During the fall of 2013, cyber-thieves gained access to the charge card information of 40 milllion Target customers and the personal information of up to 70 million.
Visa and MasterCard had previously reached settlements with Target and today's settlement is the last piece of outstanding litigation stemming from the breach, including the financial institutions not covered in previous settlements, according to the Star Tribune.
"Banks who decided not to merely waive their claims but cast their lot with this class case are going to be handsomely benefiting from it," a lead attorney at Karl Cambronne of Chestnut Cambronne told the Star Tribune.
In all, Target will have paid roughly $329 million in expenses related to the breach, including the cost of replacing security systems and installing new point-of-sale terminals, estimated at $100 million.

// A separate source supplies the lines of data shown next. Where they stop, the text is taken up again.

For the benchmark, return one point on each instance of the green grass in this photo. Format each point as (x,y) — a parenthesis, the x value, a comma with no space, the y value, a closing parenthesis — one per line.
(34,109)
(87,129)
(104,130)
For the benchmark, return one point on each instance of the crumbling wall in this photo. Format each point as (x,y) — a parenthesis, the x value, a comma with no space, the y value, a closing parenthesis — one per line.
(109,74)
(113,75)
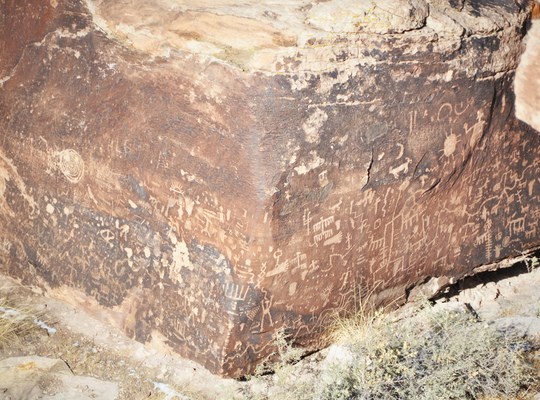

Insurance covered just $90 million.
Target's liability was somewhat unprecedented, as financial institutions are typically liable for the costs to replace cards and the reimbursement for fraudulent charges. But in December 2014, Target was found negligent by ignoring warnings and allowing hackers to gain access through a Pennsylvania-based heating and refrigeration contractor.
In the fallout, Target CIO Beth Jacob resigned, as did Target CEO Gregg Steinhafel.